Insomma niente, ho preso un foglio di carta, bianco, di quelli della stampante, che io di solito uso il retro di roba vecchia da buttare. Già questo. Ho buttato giù una lista di cose da fare, con tanto di scadenze. Ho fatto il punto di cosa ho combinato fino ad ora, messo a posto delle scartoffie. Mi sono accorto che fino ad oggi ho avuto un grosso range di esperienze, che in fin dei conti a ventun anni (quindi quasi trenta) non sono messo così male, ho un entrata temporaneamente stabile (neologismi) con la quale provvedo al mantenimento delle mie fisiologie, vari cazzi e mazzi, ed una prospettiva interessante di crescita.
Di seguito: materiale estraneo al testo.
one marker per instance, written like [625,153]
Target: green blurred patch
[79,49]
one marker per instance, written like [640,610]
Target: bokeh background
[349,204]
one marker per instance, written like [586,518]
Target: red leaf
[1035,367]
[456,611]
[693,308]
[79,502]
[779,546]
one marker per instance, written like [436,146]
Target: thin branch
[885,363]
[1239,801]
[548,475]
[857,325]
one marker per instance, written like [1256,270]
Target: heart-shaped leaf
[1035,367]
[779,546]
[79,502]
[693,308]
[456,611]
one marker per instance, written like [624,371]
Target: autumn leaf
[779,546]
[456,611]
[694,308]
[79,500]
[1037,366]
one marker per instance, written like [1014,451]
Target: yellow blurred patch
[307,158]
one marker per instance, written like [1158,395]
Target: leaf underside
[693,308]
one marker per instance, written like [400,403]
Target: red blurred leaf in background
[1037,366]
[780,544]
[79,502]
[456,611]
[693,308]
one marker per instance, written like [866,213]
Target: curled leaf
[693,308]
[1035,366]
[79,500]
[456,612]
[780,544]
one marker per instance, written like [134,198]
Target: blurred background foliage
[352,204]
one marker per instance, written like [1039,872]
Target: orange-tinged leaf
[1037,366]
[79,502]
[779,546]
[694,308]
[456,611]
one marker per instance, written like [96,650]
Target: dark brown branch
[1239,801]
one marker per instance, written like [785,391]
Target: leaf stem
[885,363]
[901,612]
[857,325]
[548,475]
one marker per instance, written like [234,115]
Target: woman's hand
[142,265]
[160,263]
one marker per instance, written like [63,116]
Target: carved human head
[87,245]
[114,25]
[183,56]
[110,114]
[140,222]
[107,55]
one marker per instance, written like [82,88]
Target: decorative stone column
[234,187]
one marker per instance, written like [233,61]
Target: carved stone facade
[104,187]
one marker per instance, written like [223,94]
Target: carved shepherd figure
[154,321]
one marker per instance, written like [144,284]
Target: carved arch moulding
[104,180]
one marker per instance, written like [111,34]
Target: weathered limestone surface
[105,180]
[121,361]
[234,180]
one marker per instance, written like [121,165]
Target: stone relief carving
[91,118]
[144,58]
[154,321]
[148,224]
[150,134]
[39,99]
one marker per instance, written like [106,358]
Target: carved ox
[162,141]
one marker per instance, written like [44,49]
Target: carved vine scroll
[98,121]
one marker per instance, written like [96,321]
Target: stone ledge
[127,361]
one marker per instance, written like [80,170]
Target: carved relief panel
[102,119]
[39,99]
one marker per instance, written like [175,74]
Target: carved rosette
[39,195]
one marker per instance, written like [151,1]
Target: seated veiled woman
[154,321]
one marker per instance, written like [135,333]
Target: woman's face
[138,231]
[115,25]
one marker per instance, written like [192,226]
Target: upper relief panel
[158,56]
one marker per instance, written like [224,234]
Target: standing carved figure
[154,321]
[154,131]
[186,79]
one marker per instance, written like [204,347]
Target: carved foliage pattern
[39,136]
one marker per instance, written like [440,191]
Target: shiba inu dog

E poi ho scoperto di saper suonare 9 canzoni dei Radiohead. Non lo so, se i coglioni sono tanto sicuri di sé, e li ritrovi davanti a te in una gerarchia dall'ignoto criterio di ascesa, perché io non potrei provarci. Niente più fogli riciclati, quindi. Solo fogli nuovi. Comprerò vagonate di fogli su cui scrivere, ma pianterò altrettante piante. A proposito, nelle ultime settimane ho mangiato pomodori, sedano, basilico e insalate a cui ho dato io stesso la vita.

Niente, questa è una minuscola parte dei discorsi, disordinati e sconclusionati, che di solito rivolgo ai mobili. Loro non sono tanto esigenti.

Telefono, cellulare, posta ordinaria, e-mail, bluetooth, wifi, satelliti, skype, msn, facebook, webcam. Nel mio quartiere non esistono, o forse io son l'unico. Il resto conosce:

- Marciapiede a marciapiede (distanza minima: 200m - max: infinita).
- Marciapiede a balcone (piano minimo: 3 - max: dio).
- Balcone a balcone (palazzi di mezzo minimi: 4 - max: 2 città).